Aquilo que escorregava pelo colo da minha comparsa era só parte inteira do líquido mais claro da bolsa que envolve o conjunto orgânico mais importante e impotente feto-afeto, que ao mesmo tempo processo e veículo de si, fim e meio, razão e choque da minha dor, que de tão forte e cheia de oscilações tonais de riso, a esperança e o desespero ficam brandas e brancas quando se juntam sobre o dentro dos olhos, como um sol em mesmo foco a iluminar o dia e ao mesmo tempo ser a razão para que o dia aconteça ao dizê-lo “dia”; aquela luz que mascara o seu poder mais agudo de torto, fogo, cegueira e morte. Miriam era naturalmente assustada, matura-mente frágil com seu primeiro trabalho de parto das dores emocionais mais cruas. Sim, porque sei que ali, naquela sala, já deviam ter passado muitos nascimentos falhos, fetos sem rosto, sem cabeça, enforcados, sem corpo; partos falhos de filmes, recheios de encenação. Sei, por mais John H. Juunior que seja, que gente muito inadequada frequenta as terapias. Talvez esse tipo de cidadão acredite que possa ter alguma coisa boa de se buscar numa sessão de papeamento com um desconhecido, ou talvez porque haja um modismo, muito influenciado pelo fracasso das fezes ou da fé-caipira-mais-tradicional e por uma reinvenção mais urbana, afetada e perigosa desta, onde o devoto vê no seu terapeuta a ideação de um Xamã ou vidente, capaz de somente com a estrela do olhar requentar como café a alma e fazer brotar a bondade instantânea no middle class mais carrasco e hijo de puta. Também tem aqueles que são influenciado pelo tédio da solidão ou então pela natural e recorrente solidão de seus tédios, e procuram a luz-final por não terem mais o que procurar, como quem vai ao dentista só pra mostrar o quanto os dentes, a gengiva e a língua estão nas suas cores mais corretas e fortes e o quanto o pobre profissional é dependente não de um bem eterno, mas de um mais ou menos vicioso, do mal estar que vai da coceirinha até a dor maior, que de tão distantes se viram numa só; mal-estar constante e intenso da dor(...)

17 de set de 2011

Velvet Revolver Patience

Nina e Lilly estavam deitadas sobre a minha boca
na poesia da madrugada, voz rouca, rouca, rouca...
Embaixo do bloco de metal o quase-irmão me visita
me avisa que dependo delas pra sempre
pra manter me nos trilhos;
quem me dera ser tão derretido,
quão fosse da vida monte de amargo brio
ser tão dependente... o pendente Nilo. (Paciência).

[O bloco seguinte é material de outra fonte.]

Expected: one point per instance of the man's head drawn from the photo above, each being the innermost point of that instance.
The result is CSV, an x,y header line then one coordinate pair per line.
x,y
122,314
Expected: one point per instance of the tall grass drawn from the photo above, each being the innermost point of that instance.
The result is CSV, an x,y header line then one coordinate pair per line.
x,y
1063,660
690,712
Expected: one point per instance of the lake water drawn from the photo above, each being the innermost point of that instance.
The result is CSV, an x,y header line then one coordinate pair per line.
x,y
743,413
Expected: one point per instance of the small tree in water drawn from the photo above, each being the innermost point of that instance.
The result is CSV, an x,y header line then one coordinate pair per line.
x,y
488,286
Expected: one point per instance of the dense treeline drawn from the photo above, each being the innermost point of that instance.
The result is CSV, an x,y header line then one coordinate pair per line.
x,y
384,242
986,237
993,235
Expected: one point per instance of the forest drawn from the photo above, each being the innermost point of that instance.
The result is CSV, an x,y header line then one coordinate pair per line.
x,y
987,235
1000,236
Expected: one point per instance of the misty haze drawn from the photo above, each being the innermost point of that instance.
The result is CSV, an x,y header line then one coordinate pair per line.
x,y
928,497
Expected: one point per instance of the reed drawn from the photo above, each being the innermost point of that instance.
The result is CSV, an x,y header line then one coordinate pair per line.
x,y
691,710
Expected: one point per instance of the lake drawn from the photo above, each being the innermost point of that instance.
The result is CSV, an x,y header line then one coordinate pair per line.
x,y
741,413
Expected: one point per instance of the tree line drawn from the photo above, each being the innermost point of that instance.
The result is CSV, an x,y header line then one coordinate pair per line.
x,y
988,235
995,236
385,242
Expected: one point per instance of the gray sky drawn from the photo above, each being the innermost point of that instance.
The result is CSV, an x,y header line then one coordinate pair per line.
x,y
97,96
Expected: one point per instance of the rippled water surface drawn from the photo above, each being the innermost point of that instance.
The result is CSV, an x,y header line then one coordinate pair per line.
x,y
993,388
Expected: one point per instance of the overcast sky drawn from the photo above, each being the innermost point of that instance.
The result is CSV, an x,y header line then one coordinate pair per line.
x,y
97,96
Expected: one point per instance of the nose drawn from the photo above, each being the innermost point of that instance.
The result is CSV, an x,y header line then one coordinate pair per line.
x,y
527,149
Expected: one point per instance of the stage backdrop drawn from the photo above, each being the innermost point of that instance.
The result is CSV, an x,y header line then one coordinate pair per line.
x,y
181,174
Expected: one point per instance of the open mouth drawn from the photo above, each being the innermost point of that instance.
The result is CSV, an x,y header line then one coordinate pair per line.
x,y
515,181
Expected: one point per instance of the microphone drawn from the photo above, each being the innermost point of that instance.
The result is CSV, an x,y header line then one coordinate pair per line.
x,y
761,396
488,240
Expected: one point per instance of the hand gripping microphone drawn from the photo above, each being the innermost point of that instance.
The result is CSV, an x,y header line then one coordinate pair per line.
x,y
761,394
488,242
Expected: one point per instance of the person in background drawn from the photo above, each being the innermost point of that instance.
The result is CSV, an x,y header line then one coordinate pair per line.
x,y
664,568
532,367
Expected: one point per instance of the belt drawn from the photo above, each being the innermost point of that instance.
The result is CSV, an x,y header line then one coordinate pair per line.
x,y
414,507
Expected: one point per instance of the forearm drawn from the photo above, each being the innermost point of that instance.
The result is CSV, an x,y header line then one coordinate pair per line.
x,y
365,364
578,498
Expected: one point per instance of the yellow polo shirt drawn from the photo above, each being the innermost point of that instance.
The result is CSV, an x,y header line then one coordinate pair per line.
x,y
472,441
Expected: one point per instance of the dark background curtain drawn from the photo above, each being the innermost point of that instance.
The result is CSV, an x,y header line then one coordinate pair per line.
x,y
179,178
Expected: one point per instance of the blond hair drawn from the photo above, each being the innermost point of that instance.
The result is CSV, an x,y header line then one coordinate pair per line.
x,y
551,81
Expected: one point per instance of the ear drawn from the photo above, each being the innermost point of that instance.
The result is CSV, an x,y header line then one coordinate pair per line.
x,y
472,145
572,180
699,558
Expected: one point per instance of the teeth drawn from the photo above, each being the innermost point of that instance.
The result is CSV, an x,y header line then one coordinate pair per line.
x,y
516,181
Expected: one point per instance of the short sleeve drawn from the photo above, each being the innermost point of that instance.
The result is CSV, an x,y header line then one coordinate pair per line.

O tédio me comendo solto, Final post series.




 Hoje passei a noite aceso, no mesmo pique dos postes velhos da cidade nova, que não mais funcionam. Fiquei esperando o sono chegar, a luz da light falhar, mas eram apenas o sódio, o lítio, o cádmio, tudo que faz a gente ficar alto, que me pegavam. Vislumbrei o umbral de fora, da encruzilhada, e não vi o diabo; tão pouco qualquer célebre cantor de blues pra ninar a ciranda da minha hipomania; poderíamos nos sentar na calçada anônima, mexer com as mulheres imaginárias, adoráveis fantasmas dos anos vinte, compor alguma coisa que fizesse sentido só para nós, pra nossa tristeza, que destruísse o abrigo de todo o resto de mundo pela justa franqueza de sentido; transformasse esse gueto num buraco negro, comendo toda a luz fraquinha dos domínios opressores imperiais...Mas só havia a do poste, só havia a minha, que me engolia...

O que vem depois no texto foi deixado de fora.